1. Plume ontvouwd

‘Wat Plume betreft, hij zat aan het voeteneind van zijn bed en zag het schouwspel zwijgend en in gedachten verzonken aan…” (Het visioen van Plume)

PLUME EN DE LIEDEN ZONDER BENEN

…Er zat een man tegenover Plume, en zodra Plume ophield met hem aan te kijken, ging het gezicht van de man tot ontbinding over, het ver­trok in een grimas en krachteloos viel de kaak naar beneden.

‘Zo, zo!’ dacht Plume, ‘zo, zo! Wat is ze weer teer hier, de schep­ping! En wat een verantwoordelijkheid voor ons allemaal. Ik moet gauw naar een land waar de gezichten wat steviger vastzitten, waar je je blikken op iets kunt richten en ervan losmaken zonder rampen te veroorzaken.

Ik vraag me warempel af, hoe de mensen hier kunnen leven; ik zou er binnen de kortste keren een hartkwaal oplopen. En hij sprong in een draagstoel. Hij kwam terecht op een beenlozen-bijeenkomst die gehouden werd in een boom. Voortdurend moest hij nieuwe mensen zonder benen omhoog helpen, de boom zag er al zwart van. En een lol dat ze hebben! Door de takken heen staren ze eerbiedig naar de he­mel en voelen geen aardse lasten meer. De grote verzoening is aange­broken.

Maar Plume, die zijn handen vol had aan al die lui zonder benen, was inwendig ontevreden. Nee, een werker is hij niet. Hij voelt niet de dringende behoefte om te werken.

‘Koop een hondje voor het graf van uw vader.’ Naargeestig, zoals ze blijven aandringen, het lijken wel invaliden.

Moe! Doodmoe! Laten ze ons dan nooit met rust?

Met deze verzuchting blaast het laatste Plume-verhaal zichzelf uit, merkwaardig genoeg in de eerste persoon meervoud, alsof Plume zich op de valreep wonderbaarlijk vermenigvuldigd heeft danwel over­mand is door medemenselijke gevoelens.

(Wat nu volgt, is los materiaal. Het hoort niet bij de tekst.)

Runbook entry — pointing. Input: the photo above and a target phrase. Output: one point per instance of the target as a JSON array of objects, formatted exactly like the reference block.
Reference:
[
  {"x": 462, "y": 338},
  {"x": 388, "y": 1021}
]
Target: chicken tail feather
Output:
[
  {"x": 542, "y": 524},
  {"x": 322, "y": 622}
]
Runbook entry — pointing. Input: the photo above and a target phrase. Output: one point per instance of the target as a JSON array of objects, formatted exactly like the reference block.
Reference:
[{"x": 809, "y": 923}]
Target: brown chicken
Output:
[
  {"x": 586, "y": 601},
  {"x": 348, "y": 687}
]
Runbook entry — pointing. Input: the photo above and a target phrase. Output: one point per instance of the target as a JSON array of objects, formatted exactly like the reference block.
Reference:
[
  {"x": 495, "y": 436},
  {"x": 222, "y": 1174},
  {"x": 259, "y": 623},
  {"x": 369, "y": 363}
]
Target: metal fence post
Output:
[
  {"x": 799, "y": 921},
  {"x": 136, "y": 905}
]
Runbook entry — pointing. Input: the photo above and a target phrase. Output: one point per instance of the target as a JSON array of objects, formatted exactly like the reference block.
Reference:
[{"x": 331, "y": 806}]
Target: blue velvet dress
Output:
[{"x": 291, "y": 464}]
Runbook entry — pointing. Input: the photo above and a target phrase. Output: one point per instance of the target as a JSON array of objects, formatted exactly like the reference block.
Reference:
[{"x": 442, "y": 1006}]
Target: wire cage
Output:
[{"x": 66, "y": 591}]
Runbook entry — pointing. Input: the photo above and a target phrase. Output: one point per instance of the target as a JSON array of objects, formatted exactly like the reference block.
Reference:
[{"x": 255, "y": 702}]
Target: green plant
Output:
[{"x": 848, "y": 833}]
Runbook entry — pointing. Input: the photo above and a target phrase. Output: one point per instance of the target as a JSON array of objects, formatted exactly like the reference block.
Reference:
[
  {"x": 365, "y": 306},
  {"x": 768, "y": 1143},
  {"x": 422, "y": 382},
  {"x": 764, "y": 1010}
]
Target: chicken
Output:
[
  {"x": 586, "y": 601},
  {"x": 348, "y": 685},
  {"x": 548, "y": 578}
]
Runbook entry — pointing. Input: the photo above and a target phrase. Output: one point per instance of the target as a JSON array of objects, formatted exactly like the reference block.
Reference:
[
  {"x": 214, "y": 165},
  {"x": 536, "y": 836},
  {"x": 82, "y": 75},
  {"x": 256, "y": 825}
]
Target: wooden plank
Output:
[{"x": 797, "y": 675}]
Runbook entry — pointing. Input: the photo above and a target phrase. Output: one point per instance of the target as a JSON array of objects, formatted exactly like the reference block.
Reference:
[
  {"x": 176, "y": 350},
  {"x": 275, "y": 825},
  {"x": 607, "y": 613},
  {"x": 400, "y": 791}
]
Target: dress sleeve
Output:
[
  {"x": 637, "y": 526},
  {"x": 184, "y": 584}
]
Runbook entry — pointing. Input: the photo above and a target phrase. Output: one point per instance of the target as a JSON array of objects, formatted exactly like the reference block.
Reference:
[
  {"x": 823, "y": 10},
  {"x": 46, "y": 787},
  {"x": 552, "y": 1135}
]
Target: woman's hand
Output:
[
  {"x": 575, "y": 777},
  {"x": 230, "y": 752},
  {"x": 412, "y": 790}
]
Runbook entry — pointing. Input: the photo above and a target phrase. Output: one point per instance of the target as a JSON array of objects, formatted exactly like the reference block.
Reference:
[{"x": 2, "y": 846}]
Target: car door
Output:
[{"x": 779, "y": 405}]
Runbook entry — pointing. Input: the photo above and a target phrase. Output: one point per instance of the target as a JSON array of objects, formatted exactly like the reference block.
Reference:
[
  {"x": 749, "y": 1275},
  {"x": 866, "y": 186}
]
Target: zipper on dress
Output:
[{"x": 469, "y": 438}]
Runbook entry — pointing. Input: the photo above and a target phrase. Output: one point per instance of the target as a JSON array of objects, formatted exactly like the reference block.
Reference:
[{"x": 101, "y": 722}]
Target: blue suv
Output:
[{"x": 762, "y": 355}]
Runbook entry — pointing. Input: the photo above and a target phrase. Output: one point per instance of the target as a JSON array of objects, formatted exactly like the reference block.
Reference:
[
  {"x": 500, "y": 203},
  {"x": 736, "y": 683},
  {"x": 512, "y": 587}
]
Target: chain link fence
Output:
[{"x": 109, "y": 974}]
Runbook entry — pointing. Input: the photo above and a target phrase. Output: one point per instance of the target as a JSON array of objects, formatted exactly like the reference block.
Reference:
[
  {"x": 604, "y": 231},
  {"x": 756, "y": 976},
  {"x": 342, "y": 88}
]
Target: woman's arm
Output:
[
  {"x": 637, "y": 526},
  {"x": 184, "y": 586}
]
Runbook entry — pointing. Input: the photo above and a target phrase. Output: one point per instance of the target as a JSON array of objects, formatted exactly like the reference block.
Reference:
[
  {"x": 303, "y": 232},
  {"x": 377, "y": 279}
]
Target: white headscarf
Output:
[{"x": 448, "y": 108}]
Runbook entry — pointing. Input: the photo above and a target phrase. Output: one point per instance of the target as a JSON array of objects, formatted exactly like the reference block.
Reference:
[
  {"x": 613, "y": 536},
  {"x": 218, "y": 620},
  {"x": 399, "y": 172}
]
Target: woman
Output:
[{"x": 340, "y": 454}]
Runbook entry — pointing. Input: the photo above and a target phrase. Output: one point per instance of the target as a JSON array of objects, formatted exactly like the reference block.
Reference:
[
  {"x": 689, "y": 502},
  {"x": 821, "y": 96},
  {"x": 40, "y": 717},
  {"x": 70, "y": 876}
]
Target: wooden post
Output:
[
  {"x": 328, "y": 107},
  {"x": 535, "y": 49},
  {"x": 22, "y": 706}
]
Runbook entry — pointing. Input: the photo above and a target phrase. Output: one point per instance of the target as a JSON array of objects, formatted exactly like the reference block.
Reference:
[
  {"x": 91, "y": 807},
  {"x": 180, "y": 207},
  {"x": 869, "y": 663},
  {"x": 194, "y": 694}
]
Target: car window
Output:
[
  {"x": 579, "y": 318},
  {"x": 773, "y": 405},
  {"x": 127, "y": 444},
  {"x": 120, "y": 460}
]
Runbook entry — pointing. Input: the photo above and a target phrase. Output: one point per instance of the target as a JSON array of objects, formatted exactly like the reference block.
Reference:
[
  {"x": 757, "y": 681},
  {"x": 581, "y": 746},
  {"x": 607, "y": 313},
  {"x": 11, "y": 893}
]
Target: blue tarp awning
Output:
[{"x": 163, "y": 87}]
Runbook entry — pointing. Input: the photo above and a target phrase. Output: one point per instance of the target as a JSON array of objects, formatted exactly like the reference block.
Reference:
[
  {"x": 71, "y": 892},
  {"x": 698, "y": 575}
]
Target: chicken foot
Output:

Bij eerste verschijnen, in 1930, bestond Un certain Plume nog alleen uit een serie van elf hoofdstukken. Ik noem ze hoofdstukken, of­schoon ze zo te zien geen groter verhaal onderverdelen of een dwingen­de volgorde hebben; ik noem ze hoofdstukken omdat ze erop lijken. In de uitgave van 1938 kwamen er vier hoofdstukjes bij, viel hoofd­stuk 11 af (Deuxième Mort de Plume), en werd Plume ondergebracht in een boek met teksten van verschillende pluimage: Lointain intérieur (prozagedichten die zijn onderverdeeld in de reeks ‘Entre centre et ab­sence’, een aantal notities ‘La ralentie’, ‘Animaux fantastiques’, ‘L’Insoumis’ en een voorloper van de imaginaire reizen ‘Je vous écris d’un pays lointain’), een afdeling gedichten en de reeks Difficultés (‘Le Portrait d’A’, gevolgd door een aantal korte teksten). Daarna komt dan Un certain Plume, nog eens gevolgd door twee eenakters: Chaînes en Le drame des constructeurs; dat alles besloten door een programmatisch naschrift.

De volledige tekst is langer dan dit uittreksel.